Comment résoudre le dilemme entre la volonté de monter dans la hiérarchie du groupe, qui induit des conflits inévitables, et la nécessité de garder ces conflits dans des proportions qui ne menacent ni l’intégrité des autres, ni la fiabilité des relations du groupe ?

Comment résoudre le dilemme entre la volonté de monter dans la hiérarchie du groupe, qui induit des conflits inévitables, et la nécessité de garder ces conflits dans des proportions qui ne menacent ni l’intégrité des autres, ni la fiabilité des relations du groupe ? Dilemme classique auquel sont confrontés en permanence les top managers de grandes organisations. Un groupe a pourtant trouvé le moyen de le résoudre. La formule est simple mais exigeante sur le plan personnel : les membres de ce groupe “rivalisent” d’altruisme.

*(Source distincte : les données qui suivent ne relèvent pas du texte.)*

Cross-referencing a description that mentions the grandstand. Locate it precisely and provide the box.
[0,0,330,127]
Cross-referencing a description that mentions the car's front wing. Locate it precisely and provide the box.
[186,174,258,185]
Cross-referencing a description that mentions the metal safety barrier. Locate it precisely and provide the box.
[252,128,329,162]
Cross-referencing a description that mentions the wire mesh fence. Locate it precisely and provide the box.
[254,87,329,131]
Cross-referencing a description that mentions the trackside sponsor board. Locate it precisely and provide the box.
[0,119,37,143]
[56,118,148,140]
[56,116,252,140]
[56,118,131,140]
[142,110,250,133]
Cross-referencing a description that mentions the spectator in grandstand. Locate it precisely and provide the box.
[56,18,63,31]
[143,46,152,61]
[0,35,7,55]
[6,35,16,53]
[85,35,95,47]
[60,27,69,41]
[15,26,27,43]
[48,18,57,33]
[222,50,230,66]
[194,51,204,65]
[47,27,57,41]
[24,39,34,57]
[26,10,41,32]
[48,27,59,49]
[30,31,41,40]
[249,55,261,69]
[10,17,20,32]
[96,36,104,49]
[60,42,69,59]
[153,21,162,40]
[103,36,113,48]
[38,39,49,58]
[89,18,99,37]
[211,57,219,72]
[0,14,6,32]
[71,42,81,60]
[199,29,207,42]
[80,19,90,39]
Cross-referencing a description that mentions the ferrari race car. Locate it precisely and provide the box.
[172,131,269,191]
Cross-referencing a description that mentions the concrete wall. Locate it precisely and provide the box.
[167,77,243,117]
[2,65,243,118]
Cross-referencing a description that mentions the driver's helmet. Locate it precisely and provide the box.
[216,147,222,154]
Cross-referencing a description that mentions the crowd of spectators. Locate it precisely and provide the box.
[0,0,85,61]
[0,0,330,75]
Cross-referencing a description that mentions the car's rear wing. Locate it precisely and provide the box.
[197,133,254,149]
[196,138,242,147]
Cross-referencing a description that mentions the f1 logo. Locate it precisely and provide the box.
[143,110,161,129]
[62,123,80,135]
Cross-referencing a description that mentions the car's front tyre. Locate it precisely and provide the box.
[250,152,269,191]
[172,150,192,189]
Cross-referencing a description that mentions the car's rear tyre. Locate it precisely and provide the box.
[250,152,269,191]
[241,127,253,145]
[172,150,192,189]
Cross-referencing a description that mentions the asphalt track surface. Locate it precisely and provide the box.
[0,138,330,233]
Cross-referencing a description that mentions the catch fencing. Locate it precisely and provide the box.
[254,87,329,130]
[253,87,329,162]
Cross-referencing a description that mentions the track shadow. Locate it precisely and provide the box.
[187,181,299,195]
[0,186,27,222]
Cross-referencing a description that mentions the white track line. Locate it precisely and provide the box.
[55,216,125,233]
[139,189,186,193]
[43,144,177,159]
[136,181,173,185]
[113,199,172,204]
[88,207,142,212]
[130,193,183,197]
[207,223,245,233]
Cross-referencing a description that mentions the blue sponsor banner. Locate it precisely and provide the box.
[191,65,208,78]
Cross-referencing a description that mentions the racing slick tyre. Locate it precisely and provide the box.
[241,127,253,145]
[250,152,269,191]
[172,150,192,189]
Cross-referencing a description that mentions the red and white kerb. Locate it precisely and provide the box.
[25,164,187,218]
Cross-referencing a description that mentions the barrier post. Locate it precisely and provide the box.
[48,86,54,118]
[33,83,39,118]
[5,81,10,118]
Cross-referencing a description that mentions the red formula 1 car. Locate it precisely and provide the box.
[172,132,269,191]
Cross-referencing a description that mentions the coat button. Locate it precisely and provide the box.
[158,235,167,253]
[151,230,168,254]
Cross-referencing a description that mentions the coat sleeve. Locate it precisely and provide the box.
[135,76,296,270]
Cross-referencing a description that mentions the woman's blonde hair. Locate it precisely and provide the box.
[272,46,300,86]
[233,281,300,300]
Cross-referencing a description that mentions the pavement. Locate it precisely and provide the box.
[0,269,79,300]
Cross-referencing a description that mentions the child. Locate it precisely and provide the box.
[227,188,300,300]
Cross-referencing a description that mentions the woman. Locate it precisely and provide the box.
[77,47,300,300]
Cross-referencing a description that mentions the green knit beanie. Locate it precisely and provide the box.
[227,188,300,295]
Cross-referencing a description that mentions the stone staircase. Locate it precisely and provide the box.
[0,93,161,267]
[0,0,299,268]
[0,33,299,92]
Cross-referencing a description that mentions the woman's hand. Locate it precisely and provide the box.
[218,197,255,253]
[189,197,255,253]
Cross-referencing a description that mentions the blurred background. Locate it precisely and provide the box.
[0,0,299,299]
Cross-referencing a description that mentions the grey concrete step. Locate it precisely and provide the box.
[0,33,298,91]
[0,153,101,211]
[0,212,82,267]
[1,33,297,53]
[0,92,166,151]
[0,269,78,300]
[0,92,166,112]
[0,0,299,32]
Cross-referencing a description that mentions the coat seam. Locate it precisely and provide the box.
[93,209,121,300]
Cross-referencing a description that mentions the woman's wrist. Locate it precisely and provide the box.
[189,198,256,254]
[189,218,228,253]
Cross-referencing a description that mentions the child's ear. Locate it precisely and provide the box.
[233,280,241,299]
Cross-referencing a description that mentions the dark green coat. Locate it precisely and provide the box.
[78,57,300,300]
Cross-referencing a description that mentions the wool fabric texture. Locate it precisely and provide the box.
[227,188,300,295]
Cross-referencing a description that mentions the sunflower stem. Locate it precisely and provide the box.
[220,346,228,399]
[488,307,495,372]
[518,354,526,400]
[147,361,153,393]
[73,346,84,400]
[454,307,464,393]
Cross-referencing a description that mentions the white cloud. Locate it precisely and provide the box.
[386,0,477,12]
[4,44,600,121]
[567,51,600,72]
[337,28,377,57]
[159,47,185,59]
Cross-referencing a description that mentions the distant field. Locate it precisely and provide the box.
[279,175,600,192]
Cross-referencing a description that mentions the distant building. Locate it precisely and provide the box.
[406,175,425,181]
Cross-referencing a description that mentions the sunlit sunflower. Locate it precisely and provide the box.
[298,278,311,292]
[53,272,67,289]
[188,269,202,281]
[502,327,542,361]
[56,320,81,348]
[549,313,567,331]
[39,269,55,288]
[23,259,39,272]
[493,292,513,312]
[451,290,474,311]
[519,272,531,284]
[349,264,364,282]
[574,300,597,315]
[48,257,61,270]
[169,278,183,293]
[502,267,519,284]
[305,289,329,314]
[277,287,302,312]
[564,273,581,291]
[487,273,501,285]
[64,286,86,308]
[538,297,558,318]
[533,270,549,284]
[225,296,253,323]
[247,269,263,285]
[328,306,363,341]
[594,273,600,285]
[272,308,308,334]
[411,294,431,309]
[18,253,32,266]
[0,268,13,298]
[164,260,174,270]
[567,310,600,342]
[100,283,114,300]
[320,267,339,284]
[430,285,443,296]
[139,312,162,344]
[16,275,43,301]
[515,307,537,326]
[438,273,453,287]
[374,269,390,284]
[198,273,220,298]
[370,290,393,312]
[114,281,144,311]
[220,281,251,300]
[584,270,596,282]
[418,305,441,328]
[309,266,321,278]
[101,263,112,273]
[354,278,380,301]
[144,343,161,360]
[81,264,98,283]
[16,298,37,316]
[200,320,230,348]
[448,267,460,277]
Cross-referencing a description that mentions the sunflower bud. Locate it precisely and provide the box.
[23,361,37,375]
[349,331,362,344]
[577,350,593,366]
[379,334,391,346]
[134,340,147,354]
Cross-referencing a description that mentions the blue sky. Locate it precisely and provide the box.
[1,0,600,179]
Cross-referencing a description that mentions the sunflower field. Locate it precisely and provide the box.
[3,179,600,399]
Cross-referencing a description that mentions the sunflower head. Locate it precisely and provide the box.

Où opère ce groupe ? Dans le désert du Néguev. Des illuminés ? Pas vraiment : il s’agit des cratéropes écaillés, des oiseaux chez lesquels un seul couple se reproduit au sein d’un même groupe. Pour monter dans la hiérarchie et imposer leur candidature comme reproducteur, les cratéropes se font des cadeaux sous forme de nourriture, se portent volontaire pour assumer le rôle de sentinelle, ou font preuve d’un courage remarquable allant jusqu’à risquer leur vie lorsqu’un prédateur menace un des leurs. Signalant chacune de ces activités par un petit sifflement, ils se disputent même âprement le droit d’être généreux : si un cratérope tente d’offrir un cadeau à un cratérope de rang supérieur, il passera un très mauvais quart d’heure. Les cratéropes ont ainsi développé une réponse originale au problème de la compétition au sein de groupes pour lesquels la coopération est une nécessité vitale : ils sont en concurrence pour le droit d’aider et de donner.

Comme l’expliquent Vinciane Despret (philosophe, psychologue et chercheuse à l’Université de Liège) et Pablo Servigne (agronome, docteur en sciences et collaborateur scientifique de l’ULB), les mondes animaux et végétaux regorgent d’exemples où coopération et concurrence s’entremêlent pour servir le “bien commun”, la survie et le développement des espèces concernées. Ainsi, loin de l’image d’Epinal d’une jungle où les grands arbres empêchent les petits d’émerger, on a récemment découvert que leurs racines sont interconnectées par des mycéliums et qu’ils peuvent ainsi communiquer entre eux. Mieux, les grands et vieux arbres peuvent transférer au travers de ces champignons des nutriments aux plus jeunes.

Les 23 bols de Thelma Rowell

Plus surprenant, en 2002, des chercheurs américains ont montré que plus le “stress” augmentait, plus les plantes “coopéraient”. Typiquement, en bas d’une vallée, pins et sapins sont en compétition : si un pin meurt, les sapins poussent mieux. Etrangement, en haut du versant où les conditions climatiques sont plus rudes, les sapins se regroupent autour des pins. Et si un pin meurt, les sapins poussent moins bien…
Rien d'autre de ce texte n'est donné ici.